PARLEZ-VOUS LE SUISSE-ALLEMAND ?

Non mais j’en comprends suffisamment, certains de mes collègues plus que d’autres ! En revanche, tout le monde parle l’allemand fédéral, ce qui me va très bien.

LE RÖSTIGRABEN EXISTE-T-IL VRAIMENT ?

Je suis plus « Rösti » que « Graben ». On a plus en commun que ce que l’on veut bien croire. Cela dit, il suffit de se promener un peu dans les Alpes bernoises, ou de Suisse centrale pour comprendre qu’il existe des différences de réalités qui conditionnent les perceptions. Au-delà de la langue, c’est une question de vision sociétale selon la démographie et la mixité de population, de réalité géographique selon si l’on possède une frontière avec un pays voisin ou pas, économique selon la diversité des activités... etc. Tous les cantons latins, à l’exception de Fribourg, possèdent une large frontière internationale et donc des liens étroits avec un pays européen. Ce n’est pas le cas de la majorité des cantons alémaniques. Les références culturelles qui touchent aux origines y trouvent donc une expression plus affirmée. À nous de créer les ponts. Cela commence par la maîtrise de la langue.

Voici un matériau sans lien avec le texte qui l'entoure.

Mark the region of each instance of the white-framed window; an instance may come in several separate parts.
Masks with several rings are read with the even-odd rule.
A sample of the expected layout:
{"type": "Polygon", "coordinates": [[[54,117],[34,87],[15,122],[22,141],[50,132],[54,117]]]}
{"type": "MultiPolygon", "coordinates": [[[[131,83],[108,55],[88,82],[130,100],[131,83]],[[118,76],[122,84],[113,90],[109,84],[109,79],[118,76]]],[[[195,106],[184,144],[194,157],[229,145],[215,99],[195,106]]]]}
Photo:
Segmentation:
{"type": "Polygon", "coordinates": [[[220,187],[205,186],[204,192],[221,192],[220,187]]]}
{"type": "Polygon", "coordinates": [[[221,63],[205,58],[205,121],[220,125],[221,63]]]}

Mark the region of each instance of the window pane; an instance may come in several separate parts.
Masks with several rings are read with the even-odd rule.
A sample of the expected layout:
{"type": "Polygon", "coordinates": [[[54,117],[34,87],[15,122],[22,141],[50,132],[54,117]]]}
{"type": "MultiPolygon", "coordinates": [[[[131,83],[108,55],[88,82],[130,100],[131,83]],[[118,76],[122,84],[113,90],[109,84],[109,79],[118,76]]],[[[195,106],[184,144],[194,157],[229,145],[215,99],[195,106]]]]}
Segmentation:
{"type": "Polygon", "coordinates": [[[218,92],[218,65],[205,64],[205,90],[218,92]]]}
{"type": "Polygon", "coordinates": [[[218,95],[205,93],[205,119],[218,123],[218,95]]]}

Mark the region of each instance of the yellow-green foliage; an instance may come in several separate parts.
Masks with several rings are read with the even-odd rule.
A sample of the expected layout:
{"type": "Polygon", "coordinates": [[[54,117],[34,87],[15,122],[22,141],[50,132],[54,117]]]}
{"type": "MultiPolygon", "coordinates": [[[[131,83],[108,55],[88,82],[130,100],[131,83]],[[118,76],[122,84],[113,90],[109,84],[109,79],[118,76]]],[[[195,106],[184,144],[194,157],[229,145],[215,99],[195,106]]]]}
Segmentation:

ET POUR FINIR, UNE NOTE PERSONNELLE : COMMENT S’ORGANISENT VOS SEMAINES ENTRE GENÈVE, VOTRE ACTIVITÉ PROFESSIONNELLE ET VOTRE MANDAT DE CONSEILLÈRE NATIONALE À BERNE ?

Le travail a toujours été un moteur et ne m’a jamais effrayé, j’y consacre environ 60 heures par semaine. Mais la multiplication des attentes et exigences en tout impose une rigueur d’organisation et dans les priorités. Aussi, je limite les déplacements, source de stress et d’impondérables, concentre mes activités professionnelles si possible à Berne et priorise mes actions politiques en lien avec mes commissions, mon expertise professionnelle, puis mes centres d’intérêts : agriculture, recherche, formation, environnement, énergie. Je passe donc deux jours en moyenne par semaine à Berne. Une moyenne qui va augmenter durant cette législature avec une nouvelle commission et les mandats de présidence. Une bonne hygiène de vie, des moments pour se ressourcer sont indispensables.